# jitsi-webrtc-vad-wrapper

**Repository Path**: freeonsky/jitsi-webrtc-vad-wrapper

## Basic Information

- **Project Name**: jitsi-webrtc-vad-wrapper
- **Description**: No description available
- **Primary Language**: Unknown
- **License**: Apache-2.0
- **Default Branch**: master
- **Homepage**: None
- **GVP Project**: No

## Statistics

- **Stars**: 0
- **Forks**: 0
- **Created**: 2024-01-21
- **Last Updated**: 2024-01-21

## Categories & Tags

**Categories**: Uncategorized

**Tags**: None

## README

### Jitsi-webrtc-vad-wrapper

This repository contains a java wrapper around the native VAD engine that is
part of the WebRTC native code package (https://webrtc.org/native-code/), 
as provided in a fork at https://github.com/dpirch/libfvad.

### Building

In order for the maven package to function, two native shared libraries are
required. The first library, `libfvad.so`, is the shared library of the VAD 
engine. This library can be compiled on Ubuntu 18.04 by running the script  
`compile_libfvad.sh`. See https://github.com/dpirch/libfvad for more details.

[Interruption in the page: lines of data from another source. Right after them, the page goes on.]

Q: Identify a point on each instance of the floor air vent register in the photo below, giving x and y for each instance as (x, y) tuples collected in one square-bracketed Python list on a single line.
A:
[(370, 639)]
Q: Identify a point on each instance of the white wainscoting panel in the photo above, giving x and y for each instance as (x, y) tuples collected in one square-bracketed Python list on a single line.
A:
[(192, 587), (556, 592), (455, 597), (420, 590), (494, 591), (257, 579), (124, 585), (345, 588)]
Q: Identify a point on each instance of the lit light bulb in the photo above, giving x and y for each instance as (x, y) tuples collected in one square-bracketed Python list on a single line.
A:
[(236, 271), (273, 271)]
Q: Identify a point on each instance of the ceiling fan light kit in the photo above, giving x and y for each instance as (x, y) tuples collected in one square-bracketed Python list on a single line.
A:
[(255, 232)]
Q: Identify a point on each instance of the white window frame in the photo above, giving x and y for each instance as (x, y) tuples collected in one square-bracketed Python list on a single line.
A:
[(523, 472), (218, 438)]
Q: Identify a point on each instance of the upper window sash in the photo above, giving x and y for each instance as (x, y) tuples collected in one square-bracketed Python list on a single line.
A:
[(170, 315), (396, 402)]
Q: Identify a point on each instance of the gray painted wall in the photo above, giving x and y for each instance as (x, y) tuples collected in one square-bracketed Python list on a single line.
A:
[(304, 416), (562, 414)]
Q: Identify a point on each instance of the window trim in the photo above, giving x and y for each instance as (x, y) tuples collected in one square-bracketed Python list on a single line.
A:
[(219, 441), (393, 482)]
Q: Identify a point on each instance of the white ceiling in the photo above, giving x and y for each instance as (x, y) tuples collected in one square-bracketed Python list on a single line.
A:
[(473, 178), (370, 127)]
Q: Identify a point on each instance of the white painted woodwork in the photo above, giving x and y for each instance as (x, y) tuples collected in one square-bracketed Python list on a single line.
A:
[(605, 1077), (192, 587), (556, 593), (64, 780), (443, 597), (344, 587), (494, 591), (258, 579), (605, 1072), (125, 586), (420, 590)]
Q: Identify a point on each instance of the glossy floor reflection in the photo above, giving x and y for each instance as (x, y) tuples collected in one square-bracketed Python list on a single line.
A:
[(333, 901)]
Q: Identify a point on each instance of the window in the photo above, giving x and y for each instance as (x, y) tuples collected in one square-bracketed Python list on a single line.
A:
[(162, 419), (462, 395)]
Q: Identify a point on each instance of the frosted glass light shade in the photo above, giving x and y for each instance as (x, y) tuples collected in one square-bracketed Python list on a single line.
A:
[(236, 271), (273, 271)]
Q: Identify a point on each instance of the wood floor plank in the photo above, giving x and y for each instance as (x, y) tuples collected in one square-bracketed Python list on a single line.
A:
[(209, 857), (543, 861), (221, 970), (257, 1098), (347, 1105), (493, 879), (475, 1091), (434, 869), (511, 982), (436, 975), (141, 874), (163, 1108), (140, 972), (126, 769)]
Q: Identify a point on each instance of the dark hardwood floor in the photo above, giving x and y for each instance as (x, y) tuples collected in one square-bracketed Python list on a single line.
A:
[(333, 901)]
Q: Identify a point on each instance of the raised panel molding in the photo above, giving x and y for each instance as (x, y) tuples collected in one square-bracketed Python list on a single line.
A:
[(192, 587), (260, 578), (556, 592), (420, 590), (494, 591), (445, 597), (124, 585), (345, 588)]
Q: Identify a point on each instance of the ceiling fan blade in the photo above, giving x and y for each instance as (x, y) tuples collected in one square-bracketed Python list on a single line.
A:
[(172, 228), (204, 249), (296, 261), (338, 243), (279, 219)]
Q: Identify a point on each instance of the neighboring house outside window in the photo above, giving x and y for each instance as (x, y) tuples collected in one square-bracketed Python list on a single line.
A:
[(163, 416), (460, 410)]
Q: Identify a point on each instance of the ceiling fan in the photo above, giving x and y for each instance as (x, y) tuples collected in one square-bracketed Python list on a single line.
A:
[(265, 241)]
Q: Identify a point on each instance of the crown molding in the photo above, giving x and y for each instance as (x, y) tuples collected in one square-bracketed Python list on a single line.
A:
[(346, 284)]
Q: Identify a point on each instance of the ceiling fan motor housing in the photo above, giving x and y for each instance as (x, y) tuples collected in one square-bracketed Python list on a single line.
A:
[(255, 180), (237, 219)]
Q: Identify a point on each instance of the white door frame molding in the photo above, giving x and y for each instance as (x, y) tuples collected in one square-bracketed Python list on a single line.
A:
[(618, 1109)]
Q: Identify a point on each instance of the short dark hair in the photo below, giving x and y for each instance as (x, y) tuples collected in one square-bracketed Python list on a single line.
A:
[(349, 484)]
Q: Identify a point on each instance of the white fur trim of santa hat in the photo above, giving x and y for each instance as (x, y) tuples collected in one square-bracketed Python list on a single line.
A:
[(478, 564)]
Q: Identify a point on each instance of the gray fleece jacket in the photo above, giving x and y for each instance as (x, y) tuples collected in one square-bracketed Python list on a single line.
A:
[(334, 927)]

The second library, `webrtcvadwrapper.so`, is JNI c++ code wrapping around
`libfvad.so`. The headers can be (re)generated using `generate_jni_headers.sh` 
and the library can be compiled using `compile_libwebrtcvadwrapper.sh`.

To install locally, simply run `mvn install`. As for now, a folder containing 
the shared library files needs to be manually added to the `java.library.path` 
property of any application using this maven module. This can be done by
for example setting the environment variable `LD_LIBRARY_PATH` to 
`/path/to/shared/libraries:$LD_LIBRARY_PATH`.

### Using the wrapper


The VAD engine requires mono, 16-bit PCM audio with a sample rate of 8, 16, 32
or 48 KHz as input. The input should be an audio segment of 10, 20 or 30 
milliseconds. When the audio input is 16 Khz, the input array should thus be 
either of length 160, 320 or 480. 

The voice activity detection can run in 4 different modes. The modes range from 
0 to 3. Mode 0 is very strict, which means the probability of the audio segment
being speech when the VAD predicts it is speech is higher. Mode 3 is very
aggressive, which means the probability of the audio being speech when the
VAD predicts it is is lower. As expected, mode 1 and 2 gradually decrease
this probability.

The example below shows the creation of a `WebRTCVad` object which accepts
16 Khz audio and is running in mode 1.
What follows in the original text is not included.